I understand that sampling rate should be twice the signal bandwidth for successful reconstruction. But what I don't get is how this translates in the time domain.
For example, I have a sine wave pulse with frequency 100MHz and duration of say 50ns. This signal has a bandwidth of 20MHz (1/50ns = 20MHz). Theoretically, I can sample this signal at any frequency above 40Mhz. Let's say I sample at 50MHz, then I only get 2 samples per pulse!! Now what can you possibly do with those 2 samples is my question. In other words, although Nyquist criterion is satisfied in this example, there's not enough data points to proceed.
This kind of signals are common in radar and generally you want to run some sort of matched filtering/correlation once you have digitized the pulse. But you can't run any descent signal processing on just two samples? am I missing something here?
Answer
In many pulsed radar applications, one pulse is not enough to be informative, mainly for the reason you mention. However, coherent processing of multiple pulses can be used to extract useful information.

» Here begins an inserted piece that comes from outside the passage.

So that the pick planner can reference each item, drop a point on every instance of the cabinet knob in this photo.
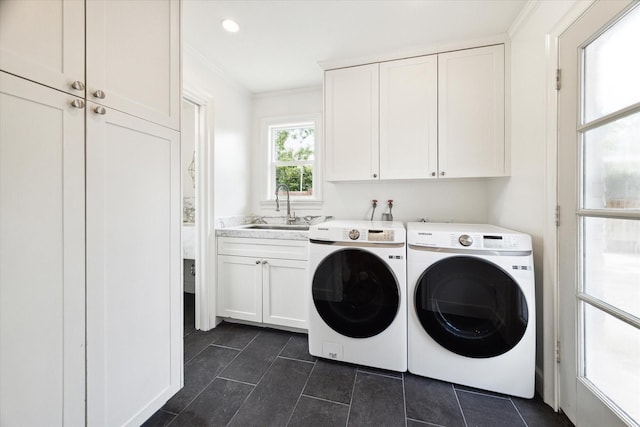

As an example, take a time-domain signal of sufficient length to accurately extract frequency information. Now multiply (not convolve) that signal with a rectangular pulse train in the time domain. In effect, you are taking a large number of your samples, and setting them to zero. Now consider the result in the frequency-domain. It will look like the convolution of the original spectrum with the spectrum of the pulse train.
Here is a MATLAB example:
K = 3; % Samples per pulse
N = 50; % Number of pulses
duty = 0.1; % Duty Cycle
Fs = 48e3; % Sampling Frequency
f0 = 13e3; % Center frequency
fd = f0*(1+0.03); % Doppler shifted frequency
SNR = 10; % Signal/Noise Ratio (dB)
% Helper function for plotting FFTs
plotFFT=@(x,Fs) plot(Fs*(0:length(x)-1)/length(x)-Fs/2, abs(fftshift(fft(x))));
% Create a train of rectangular pulses
rect_pulse_train = repmat([ones(1,K), zeros(1,K*(1/duty-1))],1,N);
figure(1); plotFFT(rect_pulse_train,Fs); title('Spectrum of pulse train');
% Create a carrier signal plus a doppler shifted version
t = (0:length(rect_pulse_train)-1)/Fs;
x = cos(2*pi*f0*t) + 0.7*cos(2*pi*fd*t);
% Add Gaussian noise
nstd = norm(x) / sqrt(2 * length(x) * 10^(SNR/10));
x_noisy = x + nstd*(randn(size(x)) + 1j*randn(size(x)));
x_pulse = [x_noisy(1:K), zeros(1,length(x)-K)];
figure(2); plotFFT(x_pulse,Fs); title('Spectrum of single pulse');
% Capture a coherently-pulsed version of the signal
y = rect_pulse_train.*x_noisy;
figure(3); plotFFT(y,Fs); title('Spectrum of coherently pulsed signal');
As you try various values of K
, you can see how it affects your frequency resolution. Even though the peaks are spectrally smeared, it is still possible to identify small frequency shifted copies of the carrier when using coherent doppler processing.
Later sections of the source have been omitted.